What is Cross-Resistance?

Your medical provider may tell you that you have cross-resistance.  Cross resistance means that not only do you have resistance to one drug in a class of drugs, but, because of that type of resistance, you will not be susceptible to other drugs in the same class.  For instance, Viramune (nevirapine) and Sustiva (Efavirenz) are in the same class of drugs, called NNRTIs, or non-nucleoside reverse transcriptase inhibitors.  (Whew, what a mouthful.  It’s not important to remember the names of the different classes, but only to know that there are different classes of medicines and sometimes, if you are resistant to one drug in a certain class, you might be resistant to all the drugs in the class).  If you have resistance to Nevirapine, you will probably have resistance to Sustiva and that takes this drug off the table in terms of medicines that you will be able to take to treat your virus.  Not only that, there is another medicine in this class called Rescriptor, or Delavardine.  No one uses this medicine much anymore, but if you have cross-resistance to one medicine in the class, you won’t be able to use this medicine either.  You can see how this can be serious stuff, because you now have an entire class of medicines, that won’t work for you. 

Your medical provider will know which drugs make it more likely that you will get cross-resistance.  At any rate, the way to prevent cross-resistance, is to take your medicine without missing doses.  

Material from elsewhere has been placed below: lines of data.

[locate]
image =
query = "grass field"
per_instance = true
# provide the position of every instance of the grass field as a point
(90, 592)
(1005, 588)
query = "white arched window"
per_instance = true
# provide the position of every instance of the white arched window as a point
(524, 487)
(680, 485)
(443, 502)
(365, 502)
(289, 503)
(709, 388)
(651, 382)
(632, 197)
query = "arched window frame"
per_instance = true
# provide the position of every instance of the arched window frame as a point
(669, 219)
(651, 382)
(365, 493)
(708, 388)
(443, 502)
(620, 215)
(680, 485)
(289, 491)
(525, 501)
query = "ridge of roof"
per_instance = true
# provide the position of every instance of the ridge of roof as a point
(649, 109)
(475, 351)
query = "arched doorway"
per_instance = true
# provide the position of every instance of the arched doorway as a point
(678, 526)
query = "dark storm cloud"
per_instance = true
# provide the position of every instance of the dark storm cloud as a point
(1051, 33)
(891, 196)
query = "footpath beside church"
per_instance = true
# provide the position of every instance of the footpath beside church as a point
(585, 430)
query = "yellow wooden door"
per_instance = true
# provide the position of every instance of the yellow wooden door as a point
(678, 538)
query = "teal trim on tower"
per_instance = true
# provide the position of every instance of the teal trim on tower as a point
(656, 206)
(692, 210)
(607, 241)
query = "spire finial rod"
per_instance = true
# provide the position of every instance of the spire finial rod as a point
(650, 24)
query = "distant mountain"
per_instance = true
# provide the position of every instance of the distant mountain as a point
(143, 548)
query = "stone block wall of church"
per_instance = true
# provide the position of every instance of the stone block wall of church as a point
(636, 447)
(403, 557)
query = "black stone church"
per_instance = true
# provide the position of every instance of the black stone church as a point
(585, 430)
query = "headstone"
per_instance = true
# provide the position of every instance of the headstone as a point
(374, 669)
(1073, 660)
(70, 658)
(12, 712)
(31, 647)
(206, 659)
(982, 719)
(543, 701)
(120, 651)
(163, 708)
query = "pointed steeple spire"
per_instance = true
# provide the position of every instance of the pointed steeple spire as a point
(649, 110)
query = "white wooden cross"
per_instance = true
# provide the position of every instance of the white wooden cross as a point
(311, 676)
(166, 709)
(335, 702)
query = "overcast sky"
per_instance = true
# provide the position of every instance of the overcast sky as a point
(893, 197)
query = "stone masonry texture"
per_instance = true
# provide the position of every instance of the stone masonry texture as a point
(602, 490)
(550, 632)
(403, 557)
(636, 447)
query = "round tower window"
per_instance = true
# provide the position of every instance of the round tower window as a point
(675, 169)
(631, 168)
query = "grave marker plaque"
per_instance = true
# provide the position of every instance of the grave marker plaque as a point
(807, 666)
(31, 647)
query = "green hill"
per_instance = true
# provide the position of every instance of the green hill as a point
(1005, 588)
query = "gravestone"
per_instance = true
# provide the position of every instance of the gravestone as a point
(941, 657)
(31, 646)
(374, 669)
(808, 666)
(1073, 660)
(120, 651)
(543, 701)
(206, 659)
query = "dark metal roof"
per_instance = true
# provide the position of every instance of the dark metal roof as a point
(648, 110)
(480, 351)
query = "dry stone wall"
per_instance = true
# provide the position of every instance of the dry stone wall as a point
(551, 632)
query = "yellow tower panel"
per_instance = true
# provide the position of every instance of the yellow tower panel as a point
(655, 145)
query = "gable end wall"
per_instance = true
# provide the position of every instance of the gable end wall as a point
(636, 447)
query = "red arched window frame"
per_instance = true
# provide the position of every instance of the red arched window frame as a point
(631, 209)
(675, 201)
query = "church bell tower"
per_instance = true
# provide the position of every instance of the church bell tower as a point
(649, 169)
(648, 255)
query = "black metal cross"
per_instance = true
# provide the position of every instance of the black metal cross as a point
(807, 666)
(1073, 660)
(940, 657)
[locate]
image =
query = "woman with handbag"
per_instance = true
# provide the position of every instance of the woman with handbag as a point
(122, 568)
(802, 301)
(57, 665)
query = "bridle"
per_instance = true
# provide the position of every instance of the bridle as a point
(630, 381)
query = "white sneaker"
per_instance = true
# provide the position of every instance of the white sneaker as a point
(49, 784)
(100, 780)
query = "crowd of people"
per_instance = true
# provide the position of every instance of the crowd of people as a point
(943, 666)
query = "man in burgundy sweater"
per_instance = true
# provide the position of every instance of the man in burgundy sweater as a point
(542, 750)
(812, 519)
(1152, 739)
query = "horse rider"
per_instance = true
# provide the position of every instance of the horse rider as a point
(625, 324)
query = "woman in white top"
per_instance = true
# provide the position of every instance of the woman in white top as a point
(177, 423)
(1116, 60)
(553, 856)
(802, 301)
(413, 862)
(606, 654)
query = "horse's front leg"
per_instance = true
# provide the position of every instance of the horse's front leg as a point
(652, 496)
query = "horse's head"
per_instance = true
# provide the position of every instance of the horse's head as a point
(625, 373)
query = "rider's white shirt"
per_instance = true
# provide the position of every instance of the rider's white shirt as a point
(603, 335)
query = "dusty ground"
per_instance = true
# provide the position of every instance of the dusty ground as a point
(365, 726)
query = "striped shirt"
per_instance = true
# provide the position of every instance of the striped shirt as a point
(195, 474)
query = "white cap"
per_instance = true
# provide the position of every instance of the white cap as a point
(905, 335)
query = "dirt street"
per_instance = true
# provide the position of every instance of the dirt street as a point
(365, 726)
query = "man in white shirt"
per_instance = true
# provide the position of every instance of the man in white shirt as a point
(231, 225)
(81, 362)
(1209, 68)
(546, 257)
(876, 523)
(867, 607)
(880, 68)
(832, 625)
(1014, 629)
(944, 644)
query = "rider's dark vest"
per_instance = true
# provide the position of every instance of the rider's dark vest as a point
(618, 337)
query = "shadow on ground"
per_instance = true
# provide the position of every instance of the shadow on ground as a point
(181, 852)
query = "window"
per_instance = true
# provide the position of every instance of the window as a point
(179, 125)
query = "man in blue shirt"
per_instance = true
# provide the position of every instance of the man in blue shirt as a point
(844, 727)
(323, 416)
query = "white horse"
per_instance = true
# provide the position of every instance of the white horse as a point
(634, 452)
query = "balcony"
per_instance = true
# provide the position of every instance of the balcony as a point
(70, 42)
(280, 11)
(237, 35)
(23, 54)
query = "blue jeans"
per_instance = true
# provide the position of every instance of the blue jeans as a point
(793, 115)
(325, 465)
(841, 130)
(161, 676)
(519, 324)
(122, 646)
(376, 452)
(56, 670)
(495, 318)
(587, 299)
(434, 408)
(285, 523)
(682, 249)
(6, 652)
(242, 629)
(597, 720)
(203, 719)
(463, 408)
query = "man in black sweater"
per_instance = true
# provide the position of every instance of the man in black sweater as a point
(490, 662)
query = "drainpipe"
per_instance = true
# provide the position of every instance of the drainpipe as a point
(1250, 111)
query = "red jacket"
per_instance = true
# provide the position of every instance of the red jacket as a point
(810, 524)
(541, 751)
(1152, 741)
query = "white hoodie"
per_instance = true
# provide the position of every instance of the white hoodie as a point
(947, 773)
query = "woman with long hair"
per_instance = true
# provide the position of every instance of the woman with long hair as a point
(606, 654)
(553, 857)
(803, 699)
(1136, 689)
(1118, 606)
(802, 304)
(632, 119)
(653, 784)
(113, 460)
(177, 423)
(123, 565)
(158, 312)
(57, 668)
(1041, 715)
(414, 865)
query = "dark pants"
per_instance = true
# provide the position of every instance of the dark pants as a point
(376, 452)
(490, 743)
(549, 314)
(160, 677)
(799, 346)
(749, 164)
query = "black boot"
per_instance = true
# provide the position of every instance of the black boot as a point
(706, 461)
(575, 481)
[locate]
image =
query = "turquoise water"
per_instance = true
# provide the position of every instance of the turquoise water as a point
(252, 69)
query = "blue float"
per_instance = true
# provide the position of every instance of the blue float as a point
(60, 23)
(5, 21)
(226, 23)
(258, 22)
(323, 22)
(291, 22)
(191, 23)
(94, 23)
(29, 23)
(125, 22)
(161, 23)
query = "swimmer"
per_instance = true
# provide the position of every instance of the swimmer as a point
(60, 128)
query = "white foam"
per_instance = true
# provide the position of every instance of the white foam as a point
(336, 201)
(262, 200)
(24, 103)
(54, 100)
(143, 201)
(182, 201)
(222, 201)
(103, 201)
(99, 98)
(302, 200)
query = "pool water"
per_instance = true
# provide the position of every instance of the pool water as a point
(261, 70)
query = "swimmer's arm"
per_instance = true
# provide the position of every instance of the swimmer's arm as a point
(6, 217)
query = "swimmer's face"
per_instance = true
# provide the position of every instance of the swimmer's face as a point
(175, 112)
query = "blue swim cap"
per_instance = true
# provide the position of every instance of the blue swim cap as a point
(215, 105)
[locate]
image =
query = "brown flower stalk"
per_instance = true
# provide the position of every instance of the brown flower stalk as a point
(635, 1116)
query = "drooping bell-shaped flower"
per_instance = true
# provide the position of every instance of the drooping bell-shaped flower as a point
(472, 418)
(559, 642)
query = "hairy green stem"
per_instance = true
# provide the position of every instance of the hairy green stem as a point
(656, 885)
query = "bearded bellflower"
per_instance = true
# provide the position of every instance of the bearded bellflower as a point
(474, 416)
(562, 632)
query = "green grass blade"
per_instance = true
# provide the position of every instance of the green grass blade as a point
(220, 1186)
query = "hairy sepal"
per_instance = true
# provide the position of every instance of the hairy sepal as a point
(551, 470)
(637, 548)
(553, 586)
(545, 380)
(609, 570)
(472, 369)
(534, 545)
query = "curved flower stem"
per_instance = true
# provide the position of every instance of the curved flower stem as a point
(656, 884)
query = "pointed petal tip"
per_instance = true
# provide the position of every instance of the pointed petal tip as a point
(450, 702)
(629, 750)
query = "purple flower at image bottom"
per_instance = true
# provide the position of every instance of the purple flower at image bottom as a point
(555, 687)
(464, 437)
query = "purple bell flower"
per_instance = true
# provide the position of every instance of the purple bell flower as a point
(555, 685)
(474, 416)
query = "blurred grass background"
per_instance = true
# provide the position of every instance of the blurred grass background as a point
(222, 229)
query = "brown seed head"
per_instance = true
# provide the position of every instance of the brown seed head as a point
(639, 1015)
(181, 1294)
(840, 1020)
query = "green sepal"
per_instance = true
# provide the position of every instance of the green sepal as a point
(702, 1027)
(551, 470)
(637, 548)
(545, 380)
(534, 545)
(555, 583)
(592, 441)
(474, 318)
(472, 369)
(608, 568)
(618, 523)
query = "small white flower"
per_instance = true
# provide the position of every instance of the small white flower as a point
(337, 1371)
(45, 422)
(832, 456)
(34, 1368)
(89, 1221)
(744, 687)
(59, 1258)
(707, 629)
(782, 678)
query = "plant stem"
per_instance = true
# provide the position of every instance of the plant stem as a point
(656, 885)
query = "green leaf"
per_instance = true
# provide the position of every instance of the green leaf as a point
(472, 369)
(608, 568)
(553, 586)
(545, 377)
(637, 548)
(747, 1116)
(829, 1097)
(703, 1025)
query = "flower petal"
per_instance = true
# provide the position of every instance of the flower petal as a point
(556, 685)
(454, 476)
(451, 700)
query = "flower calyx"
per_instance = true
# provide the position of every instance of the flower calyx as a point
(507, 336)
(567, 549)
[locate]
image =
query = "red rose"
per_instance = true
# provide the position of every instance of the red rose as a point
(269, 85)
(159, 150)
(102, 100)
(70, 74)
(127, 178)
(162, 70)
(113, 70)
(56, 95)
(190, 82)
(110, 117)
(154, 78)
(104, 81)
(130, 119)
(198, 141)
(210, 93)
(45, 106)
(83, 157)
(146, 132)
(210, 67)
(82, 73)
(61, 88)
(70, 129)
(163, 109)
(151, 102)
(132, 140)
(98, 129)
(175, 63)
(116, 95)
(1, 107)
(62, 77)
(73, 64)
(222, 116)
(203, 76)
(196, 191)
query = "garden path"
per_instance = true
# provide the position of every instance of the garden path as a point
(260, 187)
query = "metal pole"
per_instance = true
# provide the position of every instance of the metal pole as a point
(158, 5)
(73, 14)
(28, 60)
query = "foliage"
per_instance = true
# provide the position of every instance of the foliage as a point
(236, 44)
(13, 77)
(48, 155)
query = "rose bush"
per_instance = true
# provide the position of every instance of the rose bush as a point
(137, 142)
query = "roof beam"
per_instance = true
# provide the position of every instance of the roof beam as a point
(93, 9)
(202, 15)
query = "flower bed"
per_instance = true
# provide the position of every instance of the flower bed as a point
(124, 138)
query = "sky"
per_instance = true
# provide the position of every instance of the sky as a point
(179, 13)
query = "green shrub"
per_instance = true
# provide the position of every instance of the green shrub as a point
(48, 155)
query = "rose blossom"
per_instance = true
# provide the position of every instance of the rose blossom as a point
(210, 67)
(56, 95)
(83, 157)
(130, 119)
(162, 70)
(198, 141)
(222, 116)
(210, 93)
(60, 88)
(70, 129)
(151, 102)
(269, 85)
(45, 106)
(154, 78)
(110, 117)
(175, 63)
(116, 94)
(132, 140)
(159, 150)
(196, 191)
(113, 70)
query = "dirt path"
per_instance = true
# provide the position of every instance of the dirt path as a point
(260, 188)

Figuring out which drug you should take is not easy.  This decision should be made by you and your medical provider and this medical provider should, in nearly all cases, be an HIV specialist.  In addition, some cases are so complex, that the skills of a clinical pharmacology HIV expert is needed. 
 
Your medical provider may also use the internet resources of the Stanford HIV Drug Resistance Database and the Los Alamos National Laboratory HIV Drug Resistance Database to help choose the particular drug regimen which will be effective against your particular virus.  These resources are constantly being evaluated and updated by HIV experts.